Paper

Neural Machine Translation by Jointly Learning to Align and Translate

Neural Machine Translation by Jointly Learning to Align and Translate

RNN Encoder-Decoder

An encoder reads the input sentences, a sequence of vectors $\mathbf x = (x_1,...,x_{T_x})$, into a vector $c$. The most common appraoch is to use an RNN:

$$ h_t = f(x_t,h_{t-1}) \\ c=q(\{h_1,...,h_{T_x}\}) $$

where $h_t \in \R^n$ is a hidden state at time $t$, and $c$ is a vector generated from the sequence of the hidden states. $f$ and $q$ are some nonlinear functions.
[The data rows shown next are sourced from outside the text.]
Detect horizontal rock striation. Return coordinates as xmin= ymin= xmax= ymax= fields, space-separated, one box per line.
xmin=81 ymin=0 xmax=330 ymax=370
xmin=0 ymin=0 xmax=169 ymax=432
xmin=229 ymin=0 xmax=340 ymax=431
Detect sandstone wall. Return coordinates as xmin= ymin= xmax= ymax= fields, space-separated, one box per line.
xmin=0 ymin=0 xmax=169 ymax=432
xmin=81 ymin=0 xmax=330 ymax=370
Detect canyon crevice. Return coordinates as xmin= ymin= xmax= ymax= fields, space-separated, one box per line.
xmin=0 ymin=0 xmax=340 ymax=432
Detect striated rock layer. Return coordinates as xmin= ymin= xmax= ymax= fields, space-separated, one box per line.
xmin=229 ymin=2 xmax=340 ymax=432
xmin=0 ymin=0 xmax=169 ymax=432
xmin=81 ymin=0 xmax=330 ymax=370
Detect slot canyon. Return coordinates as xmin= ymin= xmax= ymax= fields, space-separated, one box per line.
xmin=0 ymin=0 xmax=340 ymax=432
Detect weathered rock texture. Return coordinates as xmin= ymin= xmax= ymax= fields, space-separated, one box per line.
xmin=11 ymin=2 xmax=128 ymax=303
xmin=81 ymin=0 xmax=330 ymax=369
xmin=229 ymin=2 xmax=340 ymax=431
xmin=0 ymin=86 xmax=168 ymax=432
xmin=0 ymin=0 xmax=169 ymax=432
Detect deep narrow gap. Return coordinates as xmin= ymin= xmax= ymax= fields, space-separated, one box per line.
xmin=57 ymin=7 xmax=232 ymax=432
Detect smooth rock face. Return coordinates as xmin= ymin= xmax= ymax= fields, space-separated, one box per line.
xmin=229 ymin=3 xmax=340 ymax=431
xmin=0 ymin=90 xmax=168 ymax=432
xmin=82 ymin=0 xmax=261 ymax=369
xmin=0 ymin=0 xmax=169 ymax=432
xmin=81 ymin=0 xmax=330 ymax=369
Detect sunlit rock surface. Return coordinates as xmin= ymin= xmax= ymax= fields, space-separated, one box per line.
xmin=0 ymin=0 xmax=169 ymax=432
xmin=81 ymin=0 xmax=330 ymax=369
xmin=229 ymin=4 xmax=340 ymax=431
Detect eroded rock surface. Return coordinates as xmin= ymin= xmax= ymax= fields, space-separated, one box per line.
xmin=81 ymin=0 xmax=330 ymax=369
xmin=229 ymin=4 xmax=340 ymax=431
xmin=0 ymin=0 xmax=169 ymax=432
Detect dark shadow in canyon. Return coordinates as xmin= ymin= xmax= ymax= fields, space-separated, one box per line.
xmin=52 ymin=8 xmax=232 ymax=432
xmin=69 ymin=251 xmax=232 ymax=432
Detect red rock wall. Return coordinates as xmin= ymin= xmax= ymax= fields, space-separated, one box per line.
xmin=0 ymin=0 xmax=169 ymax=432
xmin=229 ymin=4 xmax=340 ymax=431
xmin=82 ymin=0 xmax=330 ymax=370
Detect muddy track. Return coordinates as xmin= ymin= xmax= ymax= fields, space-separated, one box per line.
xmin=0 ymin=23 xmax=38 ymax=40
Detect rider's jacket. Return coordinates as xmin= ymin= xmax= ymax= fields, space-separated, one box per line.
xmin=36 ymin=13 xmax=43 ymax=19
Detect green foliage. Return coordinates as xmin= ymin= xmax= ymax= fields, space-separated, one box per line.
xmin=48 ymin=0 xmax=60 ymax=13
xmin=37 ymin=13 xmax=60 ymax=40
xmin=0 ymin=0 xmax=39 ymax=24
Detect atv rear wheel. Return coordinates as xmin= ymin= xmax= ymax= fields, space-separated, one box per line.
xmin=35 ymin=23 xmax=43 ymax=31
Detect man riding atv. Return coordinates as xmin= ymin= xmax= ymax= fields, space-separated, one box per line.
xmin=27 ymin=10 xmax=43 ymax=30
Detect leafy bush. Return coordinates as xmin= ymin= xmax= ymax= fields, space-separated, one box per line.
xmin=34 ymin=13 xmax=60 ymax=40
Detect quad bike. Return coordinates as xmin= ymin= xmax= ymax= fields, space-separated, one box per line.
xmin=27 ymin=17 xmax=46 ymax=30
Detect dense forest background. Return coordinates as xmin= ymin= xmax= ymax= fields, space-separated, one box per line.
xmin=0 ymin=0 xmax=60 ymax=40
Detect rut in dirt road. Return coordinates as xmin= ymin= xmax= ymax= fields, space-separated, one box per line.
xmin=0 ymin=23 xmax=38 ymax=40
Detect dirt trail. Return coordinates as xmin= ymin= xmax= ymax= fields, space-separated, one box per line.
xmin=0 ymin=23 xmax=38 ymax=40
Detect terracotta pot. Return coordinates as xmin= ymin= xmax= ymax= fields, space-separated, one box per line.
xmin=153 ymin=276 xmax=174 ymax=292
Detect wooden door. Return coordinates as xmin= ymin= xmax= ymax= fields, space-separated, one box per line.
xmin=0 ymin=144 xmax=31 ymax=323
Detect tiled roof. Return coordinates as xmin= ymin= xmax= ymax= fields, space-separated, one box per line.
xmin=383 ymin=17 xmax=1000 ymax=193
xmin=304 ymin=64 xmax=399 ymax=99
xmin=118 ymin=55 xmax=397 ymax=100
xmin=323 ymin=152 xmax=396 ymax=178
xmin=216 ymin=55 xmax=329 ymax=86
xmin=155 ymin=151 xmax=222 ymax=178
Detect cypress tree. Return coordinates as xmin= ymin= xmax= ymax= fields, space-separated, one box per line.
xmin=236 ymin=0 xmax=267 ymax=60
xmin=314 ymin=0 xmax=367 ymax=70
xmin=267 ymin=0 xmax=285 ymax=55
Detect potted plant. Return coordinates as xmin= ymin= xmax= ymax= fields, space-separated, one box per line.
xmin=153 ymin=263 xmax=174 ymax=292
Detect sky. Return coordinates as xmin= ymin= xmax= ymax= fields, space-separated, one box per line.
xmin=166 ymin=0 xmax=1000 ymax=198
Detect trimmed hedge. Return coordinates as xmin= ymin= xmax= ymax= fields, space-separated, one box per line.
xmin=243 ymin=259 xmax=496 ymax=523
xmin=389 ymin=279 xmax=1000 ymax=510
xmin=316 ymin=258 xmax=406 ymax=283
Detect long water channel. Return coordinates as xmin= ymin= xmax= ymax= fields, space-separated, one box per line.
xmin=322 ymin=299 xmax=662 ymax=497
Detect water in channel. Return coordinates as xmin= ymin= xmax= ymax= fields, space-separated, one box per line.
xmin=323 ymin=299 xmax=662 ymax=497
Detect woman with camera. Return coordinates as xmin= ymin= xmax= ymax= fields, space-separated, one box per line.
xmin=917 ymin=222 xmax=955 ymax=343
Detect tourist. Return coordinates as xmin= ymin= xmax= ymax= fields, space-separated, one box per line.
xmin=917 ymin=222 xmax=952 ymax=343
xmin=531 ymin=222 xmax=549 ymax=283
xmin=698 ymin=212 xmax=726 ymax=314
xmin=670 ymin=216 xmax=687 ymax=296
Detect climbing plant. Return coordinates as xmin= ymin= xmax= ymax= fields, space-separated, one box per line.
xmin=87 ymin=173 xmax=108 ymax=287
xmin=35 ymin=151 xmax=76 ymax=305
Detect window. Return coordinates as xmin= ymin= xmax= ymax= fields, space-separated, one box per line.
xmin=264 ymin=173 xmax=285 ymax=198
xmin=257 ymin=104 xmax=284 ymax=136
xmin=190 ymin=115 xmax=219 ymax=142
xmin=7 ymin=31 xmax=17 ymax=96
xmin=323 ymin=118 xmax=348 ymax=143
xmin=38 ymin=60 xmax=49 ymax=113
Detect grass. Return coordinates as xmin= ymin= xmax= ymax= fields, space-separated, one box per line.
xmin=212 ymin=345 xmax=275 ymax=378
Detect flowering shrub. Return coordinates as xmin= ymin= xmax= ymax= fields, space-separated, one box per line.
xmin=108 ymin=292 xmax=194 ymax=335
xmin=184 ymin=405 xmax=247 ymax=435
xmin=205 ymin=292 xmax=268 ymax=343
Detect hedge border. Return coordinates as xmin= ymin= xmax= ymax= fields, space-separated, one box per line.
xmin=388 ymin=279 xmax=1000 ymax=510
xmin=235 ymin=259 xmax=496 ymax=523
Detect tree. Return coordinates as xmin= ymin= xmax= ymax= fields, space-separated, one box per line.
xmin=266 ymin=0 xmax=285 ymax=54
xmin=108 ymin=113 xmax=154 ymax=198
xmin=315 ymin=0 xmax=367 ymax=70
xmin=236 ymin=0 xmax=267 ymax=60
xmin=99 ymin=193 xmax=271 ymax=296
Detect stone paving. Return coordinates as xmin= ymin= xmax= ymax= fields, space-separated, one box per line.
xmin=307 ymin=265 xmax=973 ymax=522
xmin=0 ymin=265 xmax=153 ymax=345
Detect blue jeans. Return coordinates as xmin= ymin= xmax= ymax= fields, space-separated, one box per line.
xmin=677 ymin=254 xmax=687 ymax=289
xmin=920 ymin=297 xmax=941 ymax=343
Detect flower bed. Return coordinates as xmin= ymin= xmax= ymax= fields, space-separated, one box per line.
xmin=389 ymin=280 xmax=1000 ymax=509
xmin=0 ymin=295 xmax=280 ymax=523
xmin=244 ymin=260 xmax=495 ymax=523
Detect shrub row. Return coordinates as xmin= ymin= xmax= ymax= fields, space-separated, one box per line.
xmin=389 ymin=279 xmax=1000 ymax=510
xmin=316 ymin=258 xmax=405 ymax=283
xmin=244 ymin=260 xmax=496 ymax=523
LSTM use $f$ and $q=h_T$, for instance.

The decoder is often trained to predict the next word $y_{t'}$, given the context vector $c$ and all the previously predicted words $\{y_1,...,t_{t'-1}\}$. In other words, the decoder defines a probability over the translation $\mathbf y$ by decomposing the joint probability into the ordered conditionals:

$$ p(\mathbf y)=\prod^T_{t=1}p(y_t|\{y_1,...,y_{t-1}\}, c) $$

where $\mathbf y=(y_1,...,y_{T_y})$.

With an RNN, each conditional probability is modeled as

$$ p(y_t|\{y_1,...,y_{t-1}\}, c)=g(y_{t-1}, s_t, c) $$

where $g$ is nonlinear (multi-layered) function that outputs the probability of $y_t$, and $s_t$ is the hidden state of the RNN.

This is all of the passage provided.